Skrajne postawy reprezentują kobiety, natomiast mężczyźni mierzą się z własnymi dramatami: Andrzej (Marcin Dorociński) wraca z Australii z kolejnym synem, a Tadeusz (Adam Woronowicz) topi małżeńskie wypalenie w hektolitrach wódki. W tle pojawiają się postacie drugoplanowe – właściciel lokalu (Wojciech Mecwaldowski) oraz warszawska psychoterapeutka (Magdalena Popławska). Twórcy marginalizują rodziców dziecka, ale można przypuszczać, że ich emigrancka perspektywa zostanie szerzej wykorzystana w kolejnych odsłonach cyklu. A że powstaną – wydaje się oczywiste.
Owszem, zarówno postawy bohaterów, jak i sama fabuła są mocno przerysowane, chwilami wręcz absurdalne. Niektóre rozwiązania fabularne wydają się niedopracowane. Jednak siła dialogów i wyrazistość bohaterów rekompensują te braki. Ostatnia scena potrafi rozbawić nawet największego ponuraka.

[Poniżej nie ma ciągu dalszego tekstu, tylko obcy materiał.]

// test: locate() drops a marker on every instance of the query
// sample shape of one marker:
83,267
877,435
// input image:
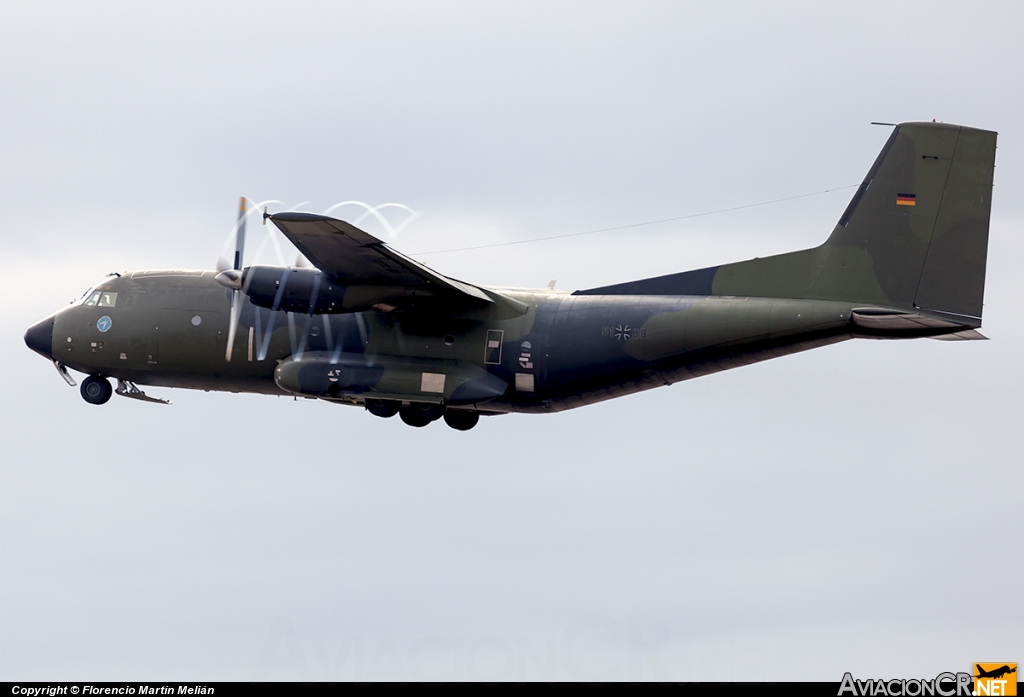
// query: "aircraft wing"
352,257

Scenariusz stwarza aktorom znakomite warunki do pokazania pełni możliwości: Ostaszewska i Kuna ponownie pokazują klasę, a powrót Dorocińskiego okazuje się strzałem w dziesiątkę. Nieco słabiej wypadają role drugoplanowe – zarówno Popławska, jak i Mecwaldowski mogliby wydobyć ze swoich ról więcej.
Twórcy krytykują wszystkich po równo, ale robią to w sposób bezpieczny, nie zrażając widzów. To tłumaczy ich popularność wśród publiczności, krytyków i dystrybutorów. Trzecia część utrzymuje poziom poprzednich i dobrze radzi sobie w kinach. W czasach, gdy o inteligentne poczucie humoru coraz trudniej, taka satyra to wartość sama w sobie – i wystarczający powód, by czekać na kolejne części.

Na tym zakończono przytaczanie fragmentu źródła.